Neurocrine, which gets almost all its revenue from Ingrezza, has been trying to expand its portfolio over the past few years. In 2017, it bought rights to Ongentys, a Parkinson's disease drug that just last month received approval in the U.S.
"If you want to focus on movement disorders, you have to be involved and you have to be bringing something special to the Parkinson's market," Kevin Gorman, Neurocrine's CEO, said in an interview last month, speaking about how Ongentys fits into his company's strategic plans.
Neurocrine has also worked on its pipeline, inking research deals last year with Xenon Pharmaceuticals and Voyager Therapeutics that focused, respectively, on a rare type of epilepsy and gene therapies for Parkinson's.
While these deals have provided Neurocrine with a couple more clinical-stage assets, the company's stock price suggests investors don't see much value in its existing pipeline, Stifel analyst Paul Matteis wrote in a Tuesday note to clients.
The deal with Takeda, however, could gin up some interest.

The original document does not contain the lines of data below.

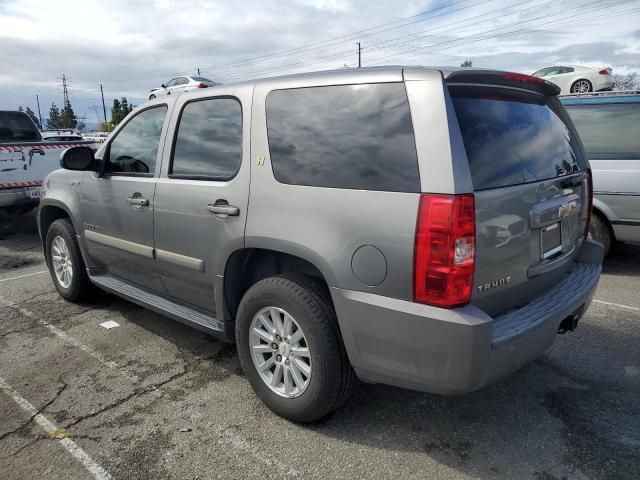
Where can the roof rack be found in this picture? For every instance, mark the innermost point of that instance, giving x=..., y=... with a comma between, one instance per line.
x=603, y=94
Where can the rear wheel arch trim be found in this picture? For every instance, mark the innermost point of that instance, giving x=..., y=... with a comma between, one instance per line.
x=232, y=294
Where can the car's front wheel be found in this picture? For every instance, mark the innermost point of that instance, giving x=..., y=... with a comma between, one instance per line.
x=290, y=348
x=581, y=86
x=65, y=262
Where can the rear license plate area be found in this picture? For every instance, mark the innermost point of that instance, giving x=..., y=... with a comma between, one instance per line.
x=550, y=240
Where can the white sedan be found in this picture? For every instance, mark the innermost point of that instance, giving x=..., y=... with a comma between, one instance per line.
x=178, y=85
x=576, y=79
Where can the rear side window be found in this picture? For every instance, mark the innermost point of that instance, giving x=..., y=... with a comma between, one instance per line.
x=17, y=127
x=608, y=130
x=208, y=144
x=513, y=138
x=346, y=136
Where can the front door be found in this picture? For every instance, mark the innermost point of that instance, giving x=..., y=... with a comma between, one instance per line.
x=117, y=206
x=202, y=194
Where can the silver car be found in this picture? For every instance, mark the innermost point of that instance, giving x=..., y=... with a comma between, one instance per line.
x=609, y=125
x=418, y=227
x=179, y=85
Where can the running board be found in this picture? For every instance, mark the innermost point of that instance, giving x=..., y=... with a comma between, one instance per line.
x=189, y=316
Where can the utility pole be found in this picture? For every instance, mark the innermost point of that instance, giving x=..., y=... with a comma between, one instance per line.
x=65, y=90
x=104, y=108
x=39, y=114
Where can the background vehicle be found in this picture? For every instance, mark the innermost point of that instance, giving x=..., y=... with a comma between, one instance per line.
x=576, y=79
x=25, y=159
x=60, y=135
x=411, y=226
x=609, y=126
x=179, y=85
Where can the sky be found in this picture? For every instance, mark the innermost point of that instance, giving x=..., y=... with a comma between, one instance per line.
x=131, y=46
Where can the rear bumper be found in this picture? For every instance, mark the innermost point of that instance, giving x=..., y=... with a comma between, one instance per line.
x=431, y=349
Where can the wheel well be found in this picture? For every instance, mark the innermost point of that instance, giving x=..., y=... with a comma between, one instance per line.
x=250, y=265
x=605, y=220
x=48, y=215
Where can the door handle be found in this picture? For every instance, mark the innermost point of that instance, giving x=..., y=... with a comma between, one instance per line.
x=138, y=201
x=224, y=209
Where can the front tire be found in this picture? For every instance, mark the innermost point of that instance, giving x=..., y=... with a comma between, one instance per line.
x=581, y=86
x=290, y=348
x=65, y=262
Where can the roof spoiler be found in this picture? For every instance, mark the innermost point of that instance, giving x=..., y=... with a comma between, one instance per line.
x=506, y=79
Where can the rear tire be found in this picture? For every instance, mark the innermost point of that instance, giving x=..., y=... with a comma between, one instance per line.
x=65, y=262
x=330, y=377
x=601, y=232
x=581, y=86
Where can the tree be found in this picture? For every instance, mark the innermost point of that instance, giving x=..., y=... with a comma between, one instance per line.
x=54, y=117
x=33, y=117
x=68, y=117
x=120, y=110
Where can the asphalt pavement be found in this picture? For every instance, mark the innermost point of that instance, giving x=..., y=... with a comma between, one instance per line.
x=153, y=399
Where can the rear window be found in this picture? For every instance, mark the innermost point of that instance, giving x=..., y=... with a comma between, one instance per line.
x=346, y=136
x=17, y=127
x=609, y=131
x=513, y=138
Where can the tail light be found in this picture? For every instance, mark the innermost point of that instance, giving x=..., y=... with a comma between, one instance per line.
x=589, y=194
x=444, y=253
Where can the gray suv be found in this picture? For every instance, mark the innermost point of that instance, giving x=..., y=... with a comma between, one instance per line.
x=418, y=227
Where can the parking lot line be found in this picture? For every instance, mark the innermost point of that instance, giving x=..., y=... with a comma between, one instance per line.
x=73, y=341
x=23, y=276
x=69, y=445
x=619, y=305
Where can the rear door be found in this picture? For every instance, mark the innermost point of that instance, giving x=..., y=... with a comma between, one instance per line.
x=530, y=181
x=202, y=195
x=610, y=131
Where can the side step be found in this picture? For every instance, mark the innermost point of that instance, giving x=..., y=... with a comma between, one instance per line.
x=189, y=316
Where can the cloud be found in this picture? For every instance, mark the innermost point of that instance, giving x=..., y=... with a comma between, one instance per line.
x=130, y=46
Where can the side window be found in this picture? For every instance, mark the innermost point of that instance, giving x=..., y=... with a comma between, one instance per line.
x=347, y=136
x=134, y=149
x=208, y=143
x=608, y=131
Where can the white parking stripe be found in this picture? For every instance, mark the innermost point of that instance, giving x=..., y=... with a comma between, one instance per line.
x=72, y=447
x=23, y=276
x=619, y=305
x=76, y=343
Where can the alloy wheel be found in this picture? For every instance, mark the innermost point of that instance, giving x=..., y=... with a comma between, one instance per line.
x=280, y=352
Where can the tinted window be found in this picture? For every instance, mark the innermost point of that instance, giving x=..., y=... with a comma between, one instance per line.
x=350, y=136
x=513, y=138
x=209, y=140
x=17, y=127
x=608, y=130
x=134, y=148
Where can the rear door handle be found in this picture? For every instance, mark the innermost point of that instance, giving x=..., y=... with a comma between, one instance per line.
x=222, y=209
x=138, y=201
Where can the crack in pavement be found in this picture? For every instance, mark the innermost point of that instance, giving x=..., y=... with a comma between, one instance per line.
x=137, y=392
x=26, y=423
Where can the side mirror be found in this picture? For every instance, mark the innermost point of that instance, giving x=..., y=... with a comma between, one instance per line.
x=78, y=158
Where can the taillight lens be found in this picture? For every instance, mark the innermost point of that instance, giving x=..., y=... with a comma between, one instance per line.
x=589, y=194
x=444, y=255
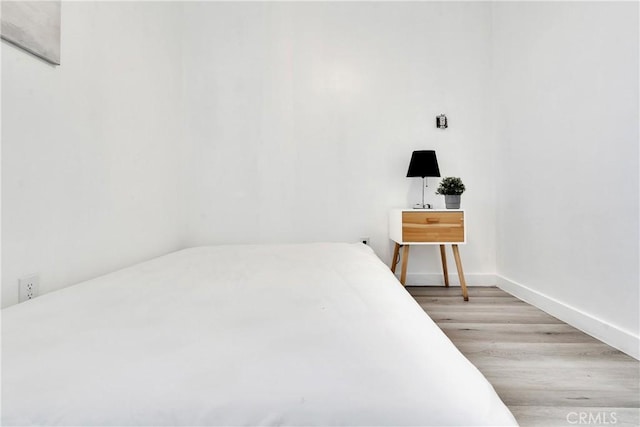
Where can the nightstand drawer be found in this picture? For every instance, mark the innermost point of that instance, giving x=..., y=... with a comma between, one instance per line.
x=433, y=226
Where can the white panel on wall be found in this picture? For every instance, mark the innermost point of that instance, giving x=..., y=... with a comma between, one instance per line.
x=303, y=117
x=90, y=177
x=566, y=79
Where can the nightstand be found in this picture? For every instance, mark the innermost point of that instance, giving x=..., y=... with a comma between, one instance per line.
x=428, y=227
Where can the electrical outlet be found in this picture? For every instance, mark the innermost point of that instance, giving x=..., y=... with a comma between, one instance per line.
x=28, y=287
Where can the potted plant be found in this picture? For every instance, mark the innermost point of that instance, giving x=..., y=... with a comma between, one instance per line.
x=451, y=187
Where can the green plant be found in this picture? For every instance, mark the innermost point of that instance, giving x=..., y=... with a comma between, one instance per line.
x=451, y=185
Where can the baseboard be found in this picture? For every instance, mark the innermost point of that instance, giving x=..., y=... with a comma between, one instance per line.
x=436, y=279
x=597, y=328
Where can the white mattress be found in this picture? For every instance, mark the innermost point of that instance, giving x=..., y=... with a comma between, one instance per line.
x=319, y=334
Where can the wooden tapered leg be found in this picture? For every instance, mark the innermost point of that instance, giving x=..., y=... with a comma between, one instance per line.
x=445, y=272
x=463, y=283
x=396, y=252
x=405, y=261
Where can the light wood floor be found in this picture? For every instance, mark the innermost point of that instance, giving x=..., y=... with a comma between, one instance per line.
x=547, y=372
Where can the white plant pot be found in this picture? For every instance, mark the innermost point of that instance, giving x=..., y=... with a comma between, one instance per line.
x=452, y=201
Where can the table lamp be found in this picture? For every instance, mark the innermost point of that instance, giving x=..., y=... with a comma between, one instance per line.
x=423, y=164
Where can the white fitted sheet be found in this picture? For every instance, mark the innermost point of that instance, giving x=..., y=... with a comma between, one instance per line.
x=316, y=334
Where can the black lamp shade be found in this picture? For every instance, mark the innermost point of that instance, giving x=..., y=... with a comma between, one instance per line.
x=423, y=163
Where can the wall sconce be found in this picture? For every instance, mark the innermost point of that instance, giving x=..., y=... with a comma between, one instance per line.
x=441, y=122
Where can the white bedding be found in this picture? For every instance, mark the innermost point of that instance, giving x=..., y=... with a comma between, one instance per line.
x=318, y=334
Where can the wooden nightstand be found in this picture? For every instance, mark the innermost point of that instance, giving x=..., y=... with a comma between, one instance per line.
x=428, y=227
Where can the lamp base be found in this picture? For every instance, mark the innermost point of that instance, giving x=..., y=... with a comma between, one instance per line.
x=422, y=206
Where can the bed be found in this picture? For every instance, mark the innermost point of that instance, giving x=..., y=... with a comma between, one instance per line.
x=246, y=335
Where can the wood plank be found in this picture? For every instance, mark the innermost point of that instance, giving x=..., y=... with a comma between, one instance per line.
x=542, y=368
x=531, y=333
x=563, y=416
x=490, y=315
x=442, y=291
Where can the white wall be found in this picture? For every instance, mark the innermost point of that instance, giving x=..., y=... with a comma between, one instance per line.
x=303, y=116
x=566, y=80
x=90, y=181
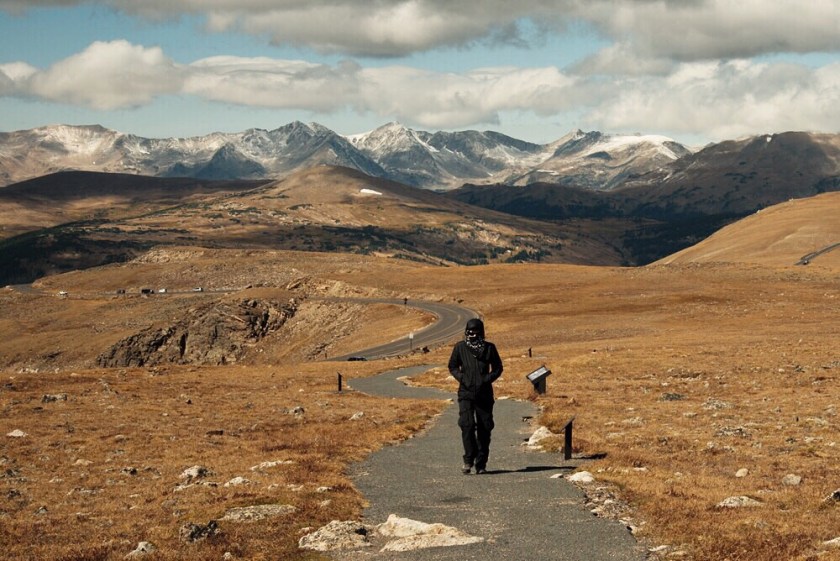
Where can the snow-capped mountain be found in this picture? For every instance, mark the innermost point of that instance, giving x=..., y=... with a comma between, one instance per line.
x=441, y=160
x=602, y=162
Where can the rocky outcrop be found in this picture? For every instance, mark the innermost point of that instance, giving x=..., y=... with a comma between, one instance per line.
x=215, y=334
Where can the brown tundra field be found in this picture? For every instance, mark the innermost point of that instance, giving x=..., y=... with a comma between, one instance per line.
x=713, y=374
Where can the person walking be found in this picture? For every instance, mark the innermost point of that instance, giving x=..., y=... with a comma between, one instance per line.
x=476, y=364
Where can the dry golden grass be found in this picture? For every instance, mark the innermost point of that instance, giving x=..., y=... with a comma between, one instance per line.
x=106, y=464
x=678, y=375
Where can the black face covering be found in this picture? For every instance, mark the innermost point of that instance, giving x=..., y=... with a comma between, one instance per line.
x=474, y=336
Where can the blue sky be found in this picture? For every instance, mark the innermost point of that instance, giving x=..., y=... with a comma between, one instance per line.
x=695, y=70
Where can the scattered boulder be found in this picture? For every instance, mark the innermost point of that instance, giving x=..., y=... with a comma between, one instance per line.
x=196, y=472
x=142, y=549
x=833, y=497
x=739, y=502
x=539, y=435
x=257, y=512
x=237, y=481
x=411, y=535
x=271, y=464
x=196, y=532
x=791, y=480
x=581, y=477
x=213, y=334
x=337, y=536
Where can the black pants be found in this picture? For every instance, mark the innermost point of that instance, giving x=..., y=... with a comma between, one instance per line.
x=476, y=421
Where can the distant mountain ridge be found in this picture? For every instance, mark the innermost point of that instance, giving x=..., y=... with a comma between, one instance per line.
x=440, y=160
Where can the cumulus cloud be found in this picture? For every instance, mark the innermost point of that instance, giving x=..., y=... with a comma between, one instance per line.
x=680, y=30
x=716, y=29
x=105, y=76
x=724, y=100
x=716, y=99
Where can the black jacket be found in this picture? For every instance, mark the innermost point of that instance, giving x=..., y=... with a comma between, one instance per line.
x=475, y=374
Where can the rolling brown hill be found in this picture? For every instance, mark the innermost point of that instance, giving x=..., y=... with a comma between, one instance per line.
x=100, y=219
x=71, y=196
x=781, y=235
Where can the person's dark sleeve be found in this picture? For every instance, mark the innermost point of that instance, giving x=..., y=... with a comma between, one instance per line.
x=495, y=365
x=455, y=363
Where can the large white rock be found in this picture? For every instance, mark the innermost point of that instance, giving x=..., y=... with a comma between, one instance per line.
x=412, y=534
x=739, y=502
x=581, y=477
x=338, y=535
x=258, y=512
x=539, y=435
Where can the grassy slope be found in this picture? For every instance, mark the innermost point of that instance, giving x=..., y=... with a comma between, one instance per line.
x=679, y=375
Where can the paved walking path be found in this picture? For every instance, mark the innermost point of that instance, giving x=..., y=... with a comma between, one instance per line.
x=517, y=508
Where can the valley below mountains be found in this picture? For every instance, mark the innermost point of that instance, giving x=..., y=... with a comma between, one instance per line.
x=93, y=196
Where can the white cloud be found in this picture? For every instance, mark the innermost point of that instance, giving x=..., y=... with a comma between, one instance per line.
x=711, y=99
x=725, y=100
x=106, y=76
x=682, y=30
x=264, y=82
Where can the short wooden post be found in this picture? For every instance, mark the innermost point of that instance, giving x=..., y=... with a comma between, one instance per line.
x=567, y=444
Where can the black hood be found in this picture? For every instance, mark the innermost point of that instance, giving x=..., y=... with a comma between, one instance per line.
x=476, y=324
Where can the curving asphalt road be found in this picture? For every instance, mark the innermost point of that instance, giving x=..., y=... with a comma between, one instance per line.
x=450, y=324
x=517, y=508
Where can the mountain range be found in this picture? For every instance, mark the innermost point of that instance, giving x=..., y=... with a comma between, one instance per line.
x=588, y=198
x=440, y=160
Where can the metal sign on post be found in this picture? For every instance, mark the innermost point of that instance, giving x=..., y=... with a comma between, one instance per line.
x=537, y=377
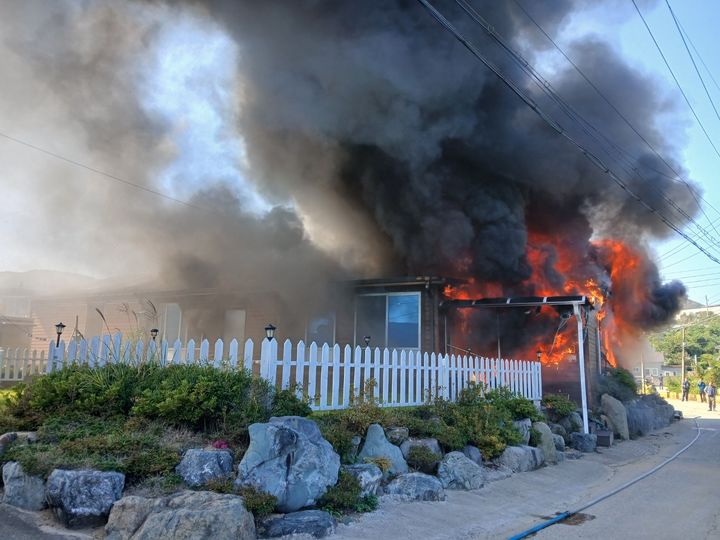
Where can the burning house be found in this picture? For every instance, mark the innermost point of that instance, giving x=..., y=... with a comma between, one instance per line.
x=341, y=140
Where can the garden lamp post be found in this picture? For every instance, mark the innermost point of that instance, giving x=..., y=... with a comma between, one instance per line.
x=59, y=327
x=270, y=331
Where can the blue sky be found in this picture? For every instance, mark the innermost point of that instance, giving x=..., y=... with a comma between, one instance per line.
x=677, y=259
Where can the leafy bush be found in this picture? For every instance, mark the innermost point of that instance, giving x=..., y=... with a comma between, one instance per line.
x=286, y=403
x=258, y=502
x=518, y=406
x=345, y=497
x=422, y=459
x=559, y=406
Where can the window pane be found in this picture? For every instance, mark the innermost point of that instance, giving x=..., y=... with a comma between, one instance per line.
x=322, y=330
x=370, y=313
x=403, y=321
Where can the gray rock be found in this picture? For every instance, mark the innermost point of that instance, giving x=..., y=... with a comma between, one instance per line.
x=313, y=522
x=456, y=471
x=430, y=444
x=199, y=466
x=557, y=429
x=616, y=415
x=376, y=445
x=416, y=487
x=397, y=435
x=368, y=475
x=648, y=413
x=523, y=426
x=546, y=442
x=197, y=515
x=23, y=490
x=289, y=458
x=521, y=458
x=85, y=497
x=473, y=453
x=584, y=442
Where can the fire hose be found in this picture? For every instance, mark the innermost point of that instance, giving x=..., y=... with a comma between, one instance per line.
x=564, y=515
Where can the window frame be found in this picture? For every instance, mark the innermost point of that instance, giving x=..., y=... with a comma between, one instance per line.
x=387, y=295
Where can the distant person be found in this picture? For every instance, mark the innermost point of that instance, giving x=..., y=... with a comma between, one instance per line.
x=711, y=391
x=686, y=389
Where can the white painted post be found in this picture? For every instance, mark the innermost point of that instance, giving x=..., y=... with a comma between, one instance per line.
x=287, y=359
x=403, y=366
x=394, y=377
x=335, y=392
x=347, y=365
x=384, y=396
x=411, y=377
x=323, y=376
x=312, y=374
x=357, y=389
x=248, y=359
x=300, y=368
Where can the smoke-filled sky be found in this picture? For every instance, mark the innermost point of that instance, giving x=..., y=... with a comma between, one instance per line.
x=316, y=138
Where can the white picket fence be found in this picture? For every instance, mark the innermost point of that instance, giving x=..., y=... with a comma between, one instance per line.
x=332, y=377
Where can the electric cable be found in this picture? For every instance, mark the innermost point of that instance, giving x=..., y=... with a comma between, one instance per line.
x=592, y=157
x=657, y=45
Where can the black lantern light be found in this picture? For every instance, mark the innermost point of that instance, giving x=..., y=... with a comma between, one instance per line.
x=270, y=331
x=59, y=327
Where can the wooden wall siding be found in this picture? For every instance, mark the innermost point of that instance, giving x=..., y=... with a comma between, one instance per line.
x=331, y=377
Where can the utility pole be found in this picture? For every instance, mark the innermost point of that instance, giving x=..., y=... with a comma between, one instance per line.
x=682, y=361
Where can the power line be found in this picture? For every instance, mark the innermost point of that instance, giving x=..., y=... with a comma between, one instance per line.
x=657, y=45
x=702, y=81
x=677, y=177
x=587, y=127
x=592, y=157
x=101, y=173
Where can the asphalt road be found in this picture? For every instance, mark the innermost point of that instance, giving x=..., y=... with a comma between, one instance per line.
x=678, y=501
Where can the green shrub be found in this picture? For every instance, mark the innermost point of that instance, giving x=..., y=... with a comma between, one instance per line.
x=258, y=502
x=286, y=403
x=345, y=497
x=422, y=459
x=559, y=406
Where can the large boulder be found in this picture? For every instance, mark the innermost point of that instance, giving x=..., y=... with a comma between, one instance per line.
x=200, y=515
x=397, y=435
x=23, y=490
x=584, y=442
x=523, y=427
x=456, y=471
x=546, y=442
x=84, y=497
x=289, y=458
x=648, y=413
x=368, y=476
x=473, y=453
x=376, y=445
x=316, y=523
x=429, y=443
x=521, y=458
x=616, y=415
x=416, y=487
x=199, y=466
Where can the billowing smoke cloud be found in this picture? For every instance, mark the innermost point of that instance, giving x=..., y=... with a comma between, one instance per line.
x=388, y=146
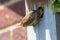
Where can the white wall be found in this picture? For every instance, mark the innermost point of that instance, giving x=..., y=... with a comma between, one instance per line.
x=46, y=29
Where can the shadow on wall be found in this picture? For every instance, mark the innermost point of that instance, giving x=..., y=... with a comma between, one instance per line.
x=18, y=7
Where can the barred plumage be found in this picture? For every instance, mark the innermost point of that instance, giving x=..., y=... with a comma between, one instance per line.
x=33, y=17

While Takeda's drugs are "high risk," Matteis argues that Neurocrine is likely to have a positive return on investment should just one of the three clinical-stage assets succeed. The deal "makes lots of sense from a company building perspective," he wrote.
Neurocrine shares were up about 1.7% late Tuesday morning, trading at a little more than $117 apiece. The biotech's share price has risen 37% over the last year.
Meanwhile, for Takeda, the partnership provides flexibility — letting it to pick and choose which drugs it wants to split profits on — as well as greater bandwidth to work on other projects.
In a statement, Sarah Sheikh, the company's head of neuroscience, said Neurocrine's help will get more psychiatry medicines to patients while also allowing Takeda to focus more on its experimental treatments for neurodegenerative diseases and rare neurological disorders such as narcolepsy.
The three clinical-stage programs Neurocrine picked up through the deal are TAK-653, a Phase 2-ready drug in development for treatment-resistant depression; TAK-041, a Phase 2-ready program for anhedonia; and TAK-831, which is in Phase 2 testing for the negative symptoms of schizophrenia. Matteis wrote that, while his team knows less about TAK-041, the other two drugs are based on "promising scientific rationale."